La course à pied représente un beau moment d'évasion pour cette enseignante.

 

Elle s’arrête. Sur le bord des larmes, elle me dit : « J’ai fait un choc post traumatisme et je me suis demandée pourquoi, finalement, je ne me suis pas laisser aller. » Elle m’explique alors que la solitude devient difficile à vivre pour elle suite à plusieurs échecs amoureux. « J’en ai parlé à ma mère et elle m’a dit qu’elle était là pour moi. Je pense que ma mission sur terre n’est pas terminée.»

 Voilà le moment où dans un état de confiance, elle m’a précisé que sa foi constituait l’une de ses forces intérieures.

 Son cauchemar rapporté sur les réseaux sociaux aura provoqué des prises de conscience chez plusieurs. Mélanie court maintenant avec une dose Epipen mais avoue qu’elle n’a pas recouvré ses forces à 100%. Depuis, elle a franchi 4km sur un tapis roulant puis un 5km dehors, dans la civilisation et tout s’est bien déroulé. Prochainement, elle verra des spécialistes qui tenteront de la renseigner précisément sur ce qu’elle vient de traverser.

 

Une belle entrevue.

 

Il lui faut maintenant un autre projet. Pourquoi pas un 2e  marathon ? La voilà inscrite pour celui du Petit Train du Nord le 20 octobre prochain. « Je ne veux pas me mettre trop de pression cependant », spécifie celle qui célèbrera son 42e anniversaire de naissance le 18 mai.

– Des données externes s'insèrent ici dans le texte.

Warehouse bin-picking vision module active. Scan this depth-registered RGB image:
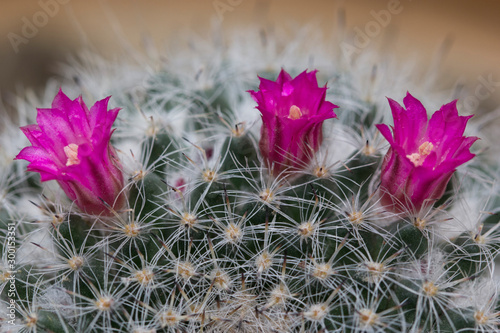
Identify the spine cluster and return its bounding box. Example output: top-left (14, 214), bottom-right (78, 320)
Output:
top-left (0, 29), bottom-right (500, 333)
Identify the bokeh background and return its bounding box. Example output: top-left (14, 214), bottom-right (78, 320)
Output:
top-left (0, 0), bottom-right (500, 116)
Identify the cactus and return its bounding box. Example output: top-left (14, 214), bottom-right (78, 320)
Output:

 En terminant, elle veut me faire un câlin. « C’est de la part de Linda Duval des MCQ. Elle me l’a demandé. Je veux lui rendre hommage. Elle représente la personne qui m’a réveillée car si je cours aujourd’hui, c’est grâce à elle. Les membres du MCQ représentent une 2e famille pour moi. »

Dorénavant, Mélanie devra courir avec sa dose d'épipen.